I would like to use the xWiki default REST API to be able to authenticate users via a REST API and perform operations on the Wiki (using OIDC and Oauth2 and JWT tokens).
I have read all the documentation but whenever I try to make requests to the Wiki through the API with Tokens, it always says: “401: User needs to be authenticated”. It only works with Basic authentication.
So I would like to develop a new Plug In to enable this functionality in the Wiki.
Is this already possible? Any information about this?
Yes, that’s also my understanding, but maybe @tmortagne could confirm this. My understanding is that, nevertheless, you could still generate such tokens for users that would normally authenticate using OIDC.
Yes.

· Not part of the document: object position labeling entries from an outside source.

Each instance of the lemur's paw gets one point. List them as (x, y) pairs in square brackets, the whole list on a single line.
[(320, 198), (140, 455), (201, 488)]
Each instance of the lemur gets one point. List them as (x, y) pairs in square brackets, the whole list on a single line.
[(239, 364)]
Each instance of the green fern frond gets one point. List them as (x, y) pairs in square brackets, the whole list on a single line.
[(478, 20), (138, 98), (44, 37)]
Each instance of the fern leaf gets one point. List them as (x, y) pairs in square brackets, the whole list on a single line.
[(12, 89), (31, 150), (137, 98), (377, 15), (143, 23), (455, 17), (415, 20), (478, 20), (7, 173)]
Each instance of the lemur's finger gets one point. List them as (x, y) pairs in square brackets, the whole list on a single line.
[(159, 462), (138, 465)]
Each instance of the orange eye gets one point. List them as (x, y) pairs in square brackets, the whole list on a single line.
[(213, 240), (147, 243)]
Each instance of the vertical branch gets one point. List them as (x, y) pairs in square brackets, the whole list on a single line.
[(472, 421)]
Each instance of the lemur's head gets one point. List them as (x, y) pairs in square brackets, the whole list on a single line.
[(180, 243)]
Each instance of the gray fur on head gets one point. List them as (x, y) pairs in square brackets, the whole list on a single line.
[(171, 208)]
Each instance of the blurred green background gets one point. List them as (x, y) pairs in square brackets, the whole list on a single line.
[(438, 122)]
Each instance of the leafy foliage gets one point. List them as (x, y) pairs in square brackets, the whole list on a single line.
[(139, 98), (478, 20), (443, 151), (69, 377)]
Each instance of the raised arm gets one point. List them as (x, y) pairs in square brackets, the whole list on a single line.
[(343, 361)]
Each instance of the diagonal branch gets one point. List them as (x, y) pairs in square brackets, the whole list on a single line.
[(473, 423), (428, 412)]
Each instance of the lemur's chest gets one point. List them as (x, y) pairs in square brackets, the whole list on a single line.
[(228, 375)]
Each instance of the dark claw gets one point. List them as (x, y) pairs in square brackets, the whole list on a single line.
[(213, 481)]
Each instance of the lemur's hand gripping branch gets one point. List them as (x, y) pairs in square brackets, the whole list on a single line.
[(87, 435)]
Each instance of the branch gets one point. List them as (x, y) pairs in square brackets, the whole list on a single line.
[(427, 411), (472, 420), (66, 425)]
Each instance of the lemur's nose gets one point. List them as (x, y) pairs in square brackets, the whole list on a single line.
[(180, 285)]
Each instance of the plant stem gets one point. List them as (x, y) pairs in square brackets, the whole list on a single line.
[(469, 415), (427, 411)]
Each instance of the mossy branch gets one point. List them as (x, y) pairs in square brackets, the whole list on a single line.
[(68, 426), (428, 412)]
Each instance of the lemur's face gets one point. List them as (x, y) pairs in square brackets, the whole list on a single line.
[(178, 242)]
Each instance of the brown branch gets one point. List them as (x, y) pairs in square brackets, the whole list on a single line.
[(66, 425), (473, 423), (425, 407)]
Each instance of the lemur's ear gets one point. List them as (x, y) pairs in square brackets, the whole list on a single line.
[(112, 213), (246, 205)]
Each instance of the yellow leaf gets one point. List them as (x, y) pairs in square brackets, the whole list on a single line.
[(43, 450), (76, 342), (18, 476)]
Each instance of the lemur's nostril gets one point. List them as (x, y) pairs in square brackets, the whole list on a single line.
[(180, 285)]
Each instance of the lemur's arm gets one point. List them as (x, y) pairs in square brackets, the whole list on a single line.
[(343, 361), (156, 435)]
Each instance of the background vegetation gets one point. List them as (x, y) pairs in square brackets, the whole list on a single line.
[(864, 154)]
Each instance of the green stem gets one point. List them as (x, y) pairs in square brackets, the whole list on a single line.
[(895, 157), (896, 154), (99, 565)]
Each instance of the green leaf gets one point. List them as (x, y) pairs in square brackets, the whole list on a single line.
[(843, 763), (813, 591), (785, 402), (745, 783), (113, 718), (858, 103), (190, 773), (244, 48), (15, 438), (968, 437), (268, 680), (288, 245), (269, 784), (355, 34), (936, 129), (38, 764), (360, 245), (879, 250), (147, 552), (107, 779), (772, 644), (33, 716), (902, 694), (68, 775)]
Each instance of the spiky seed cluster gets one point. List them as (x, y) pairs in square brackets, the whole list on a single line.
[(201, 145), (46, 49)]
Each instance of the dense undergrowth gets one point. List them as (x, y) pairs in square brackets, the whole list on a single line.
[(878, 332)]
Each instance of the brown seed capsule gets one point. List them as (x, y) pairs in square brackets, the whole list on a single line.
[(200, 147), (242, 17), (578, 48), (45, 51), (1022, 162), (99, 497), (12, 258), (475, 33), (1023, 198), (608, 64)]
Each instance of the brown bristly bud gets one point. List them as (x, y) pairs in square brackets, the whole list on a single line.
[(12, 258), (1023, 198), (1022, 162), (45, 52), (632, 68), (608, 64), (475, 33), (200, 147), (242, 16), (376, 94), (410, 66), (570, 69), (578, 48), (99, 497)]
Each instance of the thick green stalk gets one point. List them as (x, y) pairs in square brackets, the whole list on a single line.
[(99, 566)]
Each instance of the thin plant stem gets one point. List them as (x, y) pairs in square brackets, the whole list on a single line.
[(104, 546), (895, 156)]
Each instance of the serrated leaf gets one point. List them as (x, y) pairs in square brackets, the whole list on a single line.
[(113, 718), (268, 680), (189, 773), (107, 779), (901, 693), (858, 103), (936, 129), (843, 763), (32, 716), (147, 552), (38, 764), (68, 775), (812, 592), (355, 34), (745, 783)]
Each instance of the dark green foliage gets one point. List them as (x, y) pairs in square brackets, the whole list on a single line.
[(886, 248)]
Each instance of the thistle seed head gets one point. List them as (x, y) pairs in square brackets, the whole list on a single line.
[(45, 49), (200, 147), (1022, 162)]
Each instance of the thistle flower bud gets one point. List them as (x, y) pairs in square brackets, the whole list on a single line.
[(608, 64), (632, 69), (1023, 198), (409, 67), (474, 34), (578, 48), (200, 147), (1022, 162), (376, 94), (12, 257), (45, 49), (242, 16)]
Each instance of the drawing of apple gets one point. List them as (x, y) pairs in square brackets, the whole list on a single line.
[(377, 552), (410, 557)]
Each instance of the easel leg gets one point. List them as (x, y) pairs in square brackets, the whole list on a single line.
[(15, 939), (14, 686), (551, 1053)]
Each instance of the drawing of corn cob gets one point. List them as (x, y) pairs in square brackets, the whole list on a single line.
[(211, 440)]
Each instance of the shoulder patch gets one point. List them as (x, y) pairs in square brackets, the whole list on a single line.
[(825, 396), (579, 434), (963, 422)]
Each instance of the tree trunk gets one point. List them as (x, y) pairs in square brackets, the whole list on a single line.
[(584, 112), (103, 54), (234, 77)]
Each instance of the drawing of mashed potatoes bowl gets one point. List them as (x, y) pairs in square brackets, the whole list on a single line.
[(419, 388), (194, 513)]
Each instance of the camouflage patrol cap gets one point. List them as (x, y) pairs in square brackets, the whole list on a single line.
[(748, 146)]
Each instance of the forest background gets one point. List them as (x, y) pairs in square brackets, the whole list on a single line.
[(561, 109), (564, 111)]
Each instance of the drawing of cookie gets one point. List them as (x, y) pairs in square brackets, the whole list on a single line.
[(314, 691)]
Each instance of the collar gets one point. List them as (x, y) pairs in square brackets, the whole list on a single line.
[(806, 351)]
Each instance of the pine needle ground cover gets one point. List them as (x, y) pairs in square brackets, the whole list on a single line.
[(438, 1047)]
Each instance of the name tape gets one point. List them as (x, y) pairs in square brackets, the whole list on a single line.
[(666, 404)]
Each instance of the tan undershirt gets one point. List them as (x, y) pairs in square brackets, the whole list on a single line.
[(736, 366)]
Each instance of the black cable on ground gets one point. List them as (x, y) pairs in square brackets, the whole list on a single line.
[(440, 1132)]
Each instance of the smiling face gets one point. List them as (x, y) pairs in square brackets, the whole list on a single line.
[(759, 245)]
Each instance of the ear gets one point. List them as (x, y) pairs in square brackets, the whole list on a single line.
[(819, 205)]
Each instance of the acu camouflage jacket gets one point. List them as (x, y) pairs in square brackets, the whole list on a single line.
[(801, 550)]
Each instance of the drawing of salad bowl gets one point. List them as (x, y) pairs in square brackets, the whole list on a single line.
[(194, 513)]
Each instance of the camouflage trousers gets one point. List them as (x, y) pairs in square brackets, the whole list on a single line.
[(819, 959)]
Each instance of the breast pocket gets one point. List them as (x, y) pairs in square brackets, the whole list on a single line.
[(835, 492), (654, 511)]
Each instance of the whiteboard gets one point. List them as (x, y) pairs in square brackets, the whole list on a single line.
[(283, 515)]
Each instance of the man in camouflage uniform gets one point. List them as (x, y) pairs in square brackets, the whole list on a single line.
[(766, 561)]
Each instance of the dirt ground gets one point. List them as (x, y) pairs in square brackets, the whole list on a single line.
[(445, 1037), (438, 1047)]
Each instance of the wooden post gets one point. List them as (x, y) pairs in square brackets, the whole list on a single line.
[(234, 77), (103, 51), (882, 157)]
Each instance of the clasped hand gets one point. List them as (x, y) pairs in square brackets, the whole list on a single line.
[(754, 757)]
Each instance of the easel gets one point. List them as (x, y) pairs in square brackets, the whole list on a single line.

The point of this module is to use XWiki as an OIDC provider, being able to reuse the generated access tokens to access any resource (and not just access the userinfo endpoint during the authentication) is more of a bonus feature. It’s technically possible to use it just for this feature, but there is no UI to manage the tokens right now, so you will have to use some scripting.
It’s not really related to who generated the token (it’s a pretty standard JWT OIDC token), but to who holds the token. There is simply no feature right now in the XWiki OIDC Authenticator to validate tokens with the configured provider, as I said it’s an XWiki OIDC Provider feature so it’s obviously not going to ask another provider to validate the token.
I understand that this is an OIDC Provider feature, but it would be very useful to be able to access the REST API using oidc tokens. Maybe this could be implemented in a future version?